11. Press the "Run" icon (a triangle in a circle--it looks like a standard video "play" button) in Automator.

This should make your new picture just the way you want it and put it in the location that you told Automator to put it in step 2 of your workflow.

I've used this type of workflow at least twice so it might be a good one to save and use in the future. I hope this helps. :)
 
Automator can resize images to a percentage or a specific pixel size.

To do this follow the following steps:

<steps>

This should make your new picture just the way you want it and put it in the location that you told Automator to put it in step 2 of your workflow.

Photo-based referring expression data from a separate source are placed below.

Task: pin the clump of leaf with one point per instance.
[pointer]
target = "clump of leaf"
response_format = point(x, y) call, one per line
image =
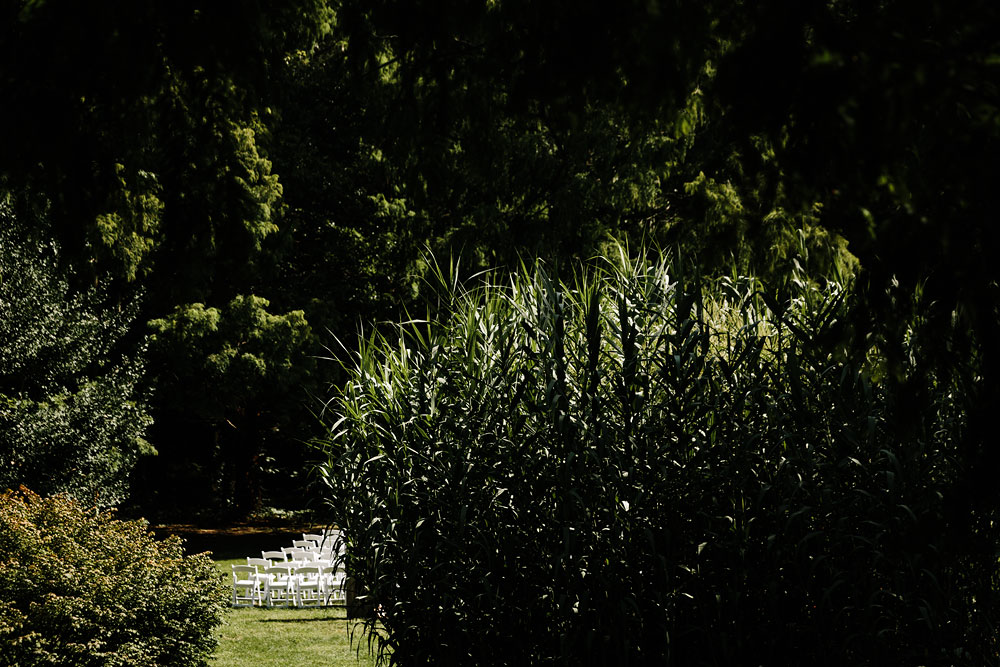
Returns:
point(79, 587)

I've used this type of workflow at least twice so it might be a good one to save and use in the future. I hope this helps. :)

Unless you're planning on resizing large numbers of pictures, its probably quicker to just load the picture in your everyday image editor and resize from there.
 
Unless you're planning on resizing large numbers of pictures, its probably quicker to just load the picture in your everyday image editor and resize from there.
Automator is fast and easy to use once you know how to use it. I don't own Photoshop (yet) although I've used it quite a bit and I can easily resize images with it but for something like this I think Automator would be faster even for people who are Photoshop experts (probably even if those Photoshop experts aren't even Automator experts--like me).
 
yeah that's quite annoying. Windows has always been able to do this :mad:

I just resize it in PS or Graphic Converter to the exact size I need. Its still just an extra and rather unnecessary step though.

Maybe you should switch back to pc :rolleyes:
 
you can't spell crap without pc

It is extremely annoying. It seems like a no brainer. Someone should write an add-in that would do it automatically. Does anyone know somebody without a social life?